Thursday, March 10, 2016

Why are NOAA and conservation groups interested in fish passage on the river?


The Narramissic-Orland River provides significant habitat for sea-run (migratory or diadromous) fish, including endangered Atlantic salmon and alewives. As a major coastal tributary to the Penobscot River, restoring the Narramissic will contribute to the larger Penobscot River Restoration Project.

Orland Dam Committee Chair John Barlow (left) shows the Orland Dam to NOAA Fisheries leadership, June 2015
A recent assessment of Northeastern U.S. rivers placed Orland among the top 5% of watersheds with the most anadromous fisheries potential. This is largely because the river still has fish, including a harvestable run of alewives, but also because the land area is relatively undeveloped and the water is clean. Fisheries scientists believe that restoring these migratory fish, millions of which once filled the Penobscot River and Gulf of Maine, will also help support restored populations of cod and other groundfish, which eat alewives.

For these reasons, The Nature Conservancy (TNC), a member of the Penobscot River Restoration Trust, has been working on Penobscot tributaries. TNC worked with the Town of Orland to replace a problem culvert on Winkumpaugh Brook ("a nice little trout stream" according to TNC's Jeremy Bell) under Happytown Road.

However, the current situation is preventing Orland's fish potential from being realized. Two existing fish ladders at the dam are too small, and cannot be accessed during periods of low tide, lowering the efficiency of passage for alewives, Atlantic salmon and American eel. The fishways only work, at best, 50% of the time when tides are high enough.
The dark cloud in the water is alewives crowding below the Orland Dam during their upstream migration, June 2015

Other species known to occur downstream of the dam—including endangered shortnose sturgeon, American eel and striped bass—will not use the ladders. There is no dedicated downstream passage, and outmigrating juvenile alewives are often stranded on the timber spillway of the dam. Below is a video of alewives, confused by the flows below the fishway, trying to get upstream.

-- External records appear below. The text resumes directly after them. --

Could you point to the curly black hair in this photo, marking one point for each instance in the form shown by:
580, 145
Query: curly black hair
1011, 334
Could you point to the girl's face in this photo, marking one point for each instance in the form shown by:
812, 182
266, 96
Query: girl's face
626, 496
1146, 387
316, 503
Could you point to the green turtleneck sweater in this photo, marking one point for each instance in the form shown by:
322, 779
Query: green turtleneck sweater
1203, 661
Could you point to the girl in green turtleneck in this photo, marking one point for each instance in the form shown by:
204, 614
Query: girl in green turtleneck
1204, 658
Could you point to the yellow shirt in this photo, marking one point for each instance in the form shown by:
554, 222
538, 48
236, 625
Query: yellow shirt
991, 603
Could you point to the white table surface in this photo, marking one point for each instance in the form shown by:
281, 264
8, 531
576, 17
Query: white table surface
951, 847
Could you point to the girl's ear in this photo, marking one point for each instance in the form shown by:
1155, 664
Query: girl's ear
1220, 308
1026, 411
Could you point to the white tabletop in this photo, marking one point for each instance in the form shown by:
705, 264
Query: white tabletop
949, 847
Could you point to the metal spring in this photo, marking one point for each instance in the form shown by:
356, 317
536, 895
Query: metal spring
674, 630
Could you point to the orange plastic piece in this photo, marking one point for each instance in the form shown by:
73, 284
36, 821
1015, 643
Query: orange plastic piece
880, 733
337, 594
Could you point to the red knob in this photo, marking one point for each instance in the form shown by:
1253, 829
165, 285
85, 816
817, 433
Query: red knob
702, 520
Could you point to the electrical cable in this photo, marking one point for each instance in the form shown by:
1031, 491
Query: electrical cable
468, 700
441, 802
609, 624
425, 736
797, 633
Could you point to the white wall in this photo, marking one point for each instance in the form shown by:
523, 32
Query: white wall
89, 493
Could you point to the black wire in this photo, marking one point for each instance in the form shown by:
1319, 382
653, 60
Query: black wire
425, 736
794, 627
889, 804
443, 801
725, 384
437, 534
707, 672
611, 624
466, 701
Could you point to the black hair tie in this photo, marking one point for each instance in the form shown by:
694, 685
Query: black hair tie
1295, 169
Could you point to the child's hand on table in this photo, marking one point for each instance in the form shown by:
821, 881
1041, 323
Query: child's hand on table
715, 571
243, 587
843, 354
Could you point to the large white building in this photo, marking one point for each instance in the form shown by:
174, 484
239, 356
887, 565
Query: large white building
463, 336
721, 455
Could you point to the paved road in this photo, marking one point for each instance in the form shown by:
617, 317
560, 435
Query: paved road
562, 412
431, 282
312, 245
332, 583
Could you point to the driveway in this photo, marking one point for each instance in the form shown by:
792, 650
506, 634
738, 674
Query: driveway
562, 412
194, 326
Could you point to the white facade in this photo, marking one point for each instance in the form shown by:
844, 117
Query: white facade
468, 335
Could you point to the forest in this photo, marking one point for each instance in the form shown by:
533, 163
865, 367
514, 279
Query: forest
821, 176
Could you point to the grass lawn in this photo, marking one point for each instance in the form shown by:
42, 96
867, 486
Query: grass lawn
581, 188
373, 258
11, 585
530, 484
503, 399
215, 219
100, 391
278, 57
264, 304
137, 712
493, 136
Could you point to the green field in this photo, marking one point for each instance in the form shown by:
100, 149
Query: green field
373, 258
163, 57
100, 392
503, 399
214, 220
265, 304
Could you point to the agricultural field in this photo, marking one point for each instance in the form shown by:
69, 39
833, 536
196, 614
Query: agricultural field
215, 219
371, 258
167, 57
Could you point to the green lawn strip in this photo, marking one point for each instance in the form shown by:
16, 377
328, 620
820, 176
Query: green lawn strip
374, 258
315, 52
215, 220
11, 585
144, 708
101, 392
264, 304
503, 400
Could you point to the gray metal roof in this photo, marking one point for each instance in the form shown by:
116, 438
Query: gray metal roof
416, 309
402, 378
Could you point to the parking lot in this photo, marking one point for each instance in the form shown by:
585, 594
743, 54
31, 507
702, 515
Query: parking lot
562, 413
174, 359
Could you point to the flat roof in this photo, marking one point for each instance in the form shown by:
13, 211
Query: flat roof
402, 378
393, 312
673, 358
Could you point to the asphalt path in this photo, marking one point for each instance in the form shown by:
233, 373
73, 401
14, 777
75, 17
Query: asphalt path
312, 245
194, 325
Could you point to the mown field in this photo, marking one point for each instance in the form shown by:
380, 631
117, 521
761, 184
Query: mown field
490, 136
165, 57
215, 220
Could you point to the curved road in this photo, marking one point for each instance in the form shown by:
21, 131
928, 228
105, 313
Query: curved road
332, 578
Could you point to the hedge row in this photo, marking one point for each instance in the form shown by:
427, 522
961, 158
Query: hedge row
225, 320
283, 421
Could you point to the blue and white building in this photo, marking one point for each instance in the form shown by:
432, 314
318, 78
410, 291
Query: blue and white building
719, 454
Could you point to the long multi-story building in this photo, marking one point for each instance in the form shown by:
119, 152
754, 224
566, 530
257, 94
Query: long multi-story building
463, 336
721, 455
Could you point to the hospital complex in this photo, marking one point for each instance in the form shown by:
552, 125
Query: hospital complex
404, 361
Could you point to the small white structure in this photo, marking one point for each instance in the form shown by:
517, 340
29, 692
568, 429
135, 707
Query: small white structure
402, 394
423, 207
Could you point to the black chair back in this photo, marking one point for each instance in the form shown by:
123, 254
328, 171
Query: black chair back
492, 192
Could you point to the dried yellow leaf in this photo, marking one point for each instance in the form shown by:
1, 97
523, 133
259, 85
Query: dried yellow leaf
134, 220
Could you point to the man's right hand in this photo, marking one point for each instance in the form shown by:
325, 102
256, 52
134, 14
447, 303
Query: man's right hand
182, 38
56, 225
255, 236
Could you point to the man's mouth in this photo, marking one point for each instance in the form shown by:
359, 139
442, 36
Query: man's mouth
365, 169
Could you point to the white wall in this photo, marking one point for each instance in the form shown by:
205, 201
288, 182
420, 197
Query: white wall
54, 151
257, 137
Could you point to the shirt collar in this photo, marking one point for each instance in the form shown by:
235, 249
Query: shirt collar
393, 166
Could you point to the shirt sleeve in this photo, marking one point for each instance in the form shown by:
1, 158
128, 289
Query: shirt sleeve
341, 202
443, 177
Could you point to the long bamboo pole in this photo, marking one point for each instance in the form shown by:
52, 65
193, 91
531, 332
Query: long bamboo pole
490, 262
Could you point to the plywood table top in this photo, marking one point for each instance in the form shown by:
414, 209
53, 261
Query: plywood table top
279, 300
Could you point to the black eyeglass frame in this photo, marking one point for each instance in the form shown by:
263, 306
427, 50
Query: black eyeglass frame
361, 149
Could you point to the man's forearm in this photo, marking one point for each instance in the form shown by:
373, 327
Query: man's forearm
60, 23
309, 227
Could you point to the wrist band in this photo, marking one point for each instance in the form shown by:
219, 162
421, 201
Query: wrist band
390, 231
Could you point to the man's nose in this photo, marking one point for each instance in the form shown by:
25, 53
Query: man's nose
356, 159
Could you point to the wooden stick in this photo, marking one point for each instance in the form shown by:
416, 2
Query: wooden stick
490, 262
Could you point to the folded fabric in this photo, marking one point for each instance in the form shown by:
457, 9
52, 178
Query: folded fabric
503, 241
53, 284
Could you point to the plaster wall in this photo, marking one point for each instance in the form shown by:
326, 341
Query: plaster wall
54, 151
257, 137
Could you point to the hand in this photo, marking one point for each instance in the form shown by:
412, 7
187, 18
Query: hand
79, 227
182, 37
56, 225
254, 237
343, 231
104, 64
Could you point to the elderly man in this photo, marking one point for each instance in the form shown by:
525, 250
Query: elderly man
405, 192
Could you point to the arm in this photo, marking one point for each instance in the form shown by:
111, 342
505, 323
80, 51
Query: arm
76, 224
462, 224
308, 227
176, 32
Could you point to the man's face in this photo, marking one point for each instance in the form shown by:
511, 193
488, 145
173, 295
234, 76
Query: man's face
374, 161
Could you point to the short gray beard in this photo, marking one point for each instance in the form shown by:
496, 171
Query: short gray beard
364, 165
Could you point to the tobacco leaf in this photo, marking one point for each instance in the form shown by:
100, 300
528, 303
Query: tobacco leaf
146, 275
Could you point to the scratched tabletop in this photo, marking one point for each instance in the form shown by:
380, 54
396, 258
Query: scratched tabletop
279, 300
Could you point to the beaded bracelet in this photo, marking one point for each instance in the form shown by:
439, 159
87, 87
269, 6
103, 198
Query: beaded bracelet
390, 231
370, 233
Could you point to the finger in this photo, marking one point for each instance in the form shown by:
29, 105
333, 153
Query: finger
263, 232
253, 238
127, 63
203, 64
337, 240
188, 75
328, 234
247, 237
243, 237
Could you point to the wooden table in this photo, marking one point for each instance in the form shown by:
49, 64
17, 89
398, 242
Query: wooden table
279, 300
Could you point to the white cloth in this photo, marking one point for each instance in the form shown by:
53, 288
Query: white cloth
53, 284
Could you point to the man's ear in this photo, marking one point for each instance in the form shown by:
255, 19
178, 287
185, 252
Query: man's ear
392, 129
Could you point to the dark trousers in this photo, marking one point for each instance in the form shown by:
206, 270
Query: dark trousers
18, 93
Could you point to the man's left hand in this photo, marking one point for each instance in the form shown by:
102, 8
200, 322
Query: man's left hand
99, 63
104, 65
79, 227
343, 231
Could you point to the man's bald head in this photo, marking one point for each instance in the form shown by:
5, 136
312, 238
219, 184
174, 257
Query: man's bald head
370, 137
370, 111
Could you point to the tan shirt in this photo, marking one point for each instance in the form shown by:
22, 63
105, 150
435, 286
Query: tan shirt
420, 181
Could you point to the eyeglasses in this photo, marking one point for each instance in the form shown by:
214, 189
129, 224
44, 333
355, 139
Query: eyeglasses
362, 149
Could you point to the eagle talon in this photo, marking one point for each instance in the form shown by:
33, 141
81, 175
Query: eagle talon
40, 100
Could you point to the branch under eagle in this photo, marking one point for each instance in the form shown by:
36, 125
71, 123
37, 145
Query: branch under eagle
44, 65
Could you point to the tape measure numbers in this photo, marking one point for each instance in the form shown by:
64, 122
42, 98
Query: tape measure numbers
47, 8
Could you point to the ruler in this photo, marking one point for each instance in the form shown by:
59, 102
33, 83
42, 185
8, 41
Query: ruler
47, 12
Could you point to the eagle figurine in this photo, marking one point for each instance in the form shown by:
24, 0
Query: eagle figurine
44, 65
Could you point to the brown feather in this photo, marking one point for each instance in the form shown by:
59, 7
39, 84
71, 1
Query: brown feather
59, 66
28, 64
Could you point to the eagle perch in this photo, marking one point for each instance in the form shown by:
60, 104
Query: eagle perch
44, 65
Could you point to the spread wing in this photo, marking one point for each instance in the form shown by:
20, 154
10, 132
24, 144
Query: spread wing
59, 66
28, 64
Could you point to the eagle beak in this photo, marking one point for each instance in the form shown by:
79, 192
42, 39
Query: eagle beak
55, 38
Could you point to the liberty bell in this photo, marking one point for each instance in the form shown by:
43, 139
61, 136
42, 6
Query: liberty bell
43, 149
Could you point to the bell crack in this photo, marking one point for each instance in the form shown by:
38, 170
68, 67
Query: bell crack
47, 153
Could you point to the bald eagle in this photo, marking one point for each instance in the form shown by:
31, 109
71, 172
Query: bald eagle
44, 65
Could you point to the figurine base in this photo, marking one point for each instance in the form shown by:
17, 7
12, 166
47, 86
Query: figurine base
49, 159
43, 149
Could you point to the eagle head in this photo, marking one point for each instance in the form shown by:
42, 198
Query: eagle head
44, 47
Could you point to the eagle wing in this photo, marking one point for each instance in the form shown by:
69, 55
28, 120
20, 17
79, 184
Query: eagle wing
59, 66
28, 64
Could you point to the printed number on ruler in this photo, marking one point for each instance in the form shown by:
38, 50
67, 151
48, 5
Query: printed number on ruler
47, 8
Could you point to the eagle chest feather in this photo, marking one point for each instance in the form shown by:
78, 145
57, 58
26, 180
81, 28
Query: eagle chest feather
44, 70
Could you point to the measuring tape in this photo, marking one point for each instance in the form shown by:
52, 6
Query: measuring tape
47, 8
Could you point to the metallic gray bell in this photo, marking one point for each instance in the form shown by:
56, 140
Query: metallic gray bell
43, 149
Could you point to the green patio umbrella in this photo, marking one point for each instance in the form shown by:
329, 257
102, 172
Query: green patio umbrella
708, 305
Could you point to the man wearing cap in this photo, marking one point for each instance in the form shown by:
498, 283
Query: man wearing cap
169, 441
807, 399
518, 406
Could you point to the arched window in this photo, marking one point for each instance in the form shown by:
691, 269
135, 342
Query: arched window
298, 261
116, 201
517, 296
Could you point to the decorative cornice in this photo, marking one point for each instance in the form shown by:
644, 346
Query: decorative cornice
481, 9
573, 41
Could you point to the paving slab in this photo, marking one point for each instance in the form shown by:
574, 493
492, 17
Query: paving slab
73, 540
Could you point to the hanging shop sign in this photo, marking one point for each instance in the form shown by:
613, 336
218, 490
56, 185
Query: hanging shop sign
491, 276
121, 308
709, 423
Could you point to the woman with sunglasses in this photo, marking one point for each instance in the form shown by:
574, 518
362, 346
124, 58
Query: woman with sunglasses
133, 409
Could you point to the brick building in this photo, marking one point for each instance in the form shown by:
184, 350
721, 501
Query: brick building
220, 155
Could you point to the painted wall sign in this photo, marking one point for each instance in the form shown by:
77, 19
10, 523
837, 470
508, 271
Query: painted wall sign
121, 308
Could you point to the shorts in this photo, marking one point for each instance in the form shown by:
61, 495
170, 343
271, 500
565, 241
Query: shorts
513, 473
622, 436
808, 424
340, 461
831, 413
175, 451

NOAA National Marine Fisheries Service (NMFS), and US Fish and Wildlife Service (USFWS) share responsibility for implementing the Endangered Species Act, the purpose of which is to conserve and manage threatened and endangered species and the ecosystems on which they depend. Generally, the USFWS has jurisdiction for land and freshwater species, while NMFS has jurisdiction for marine and anadromous species. Three species of fish in the Orland River are listed as threatened or endangered:

• Atlantic salmon (endangered)
• Shortnose sturgeon (endangered)
• Atlantic sturgeon (threatened)


Additionally, rainbow smelt and alewives are considered “special concern.” Thus the Town of Orland, as the owner of the dam, is liable for any harm that might occur to endangered species or their habitat, including delays in migration. The federal government, working on behalf of all American citizens, has a stewardship obligation to protect the Nation’s fish and wildlife.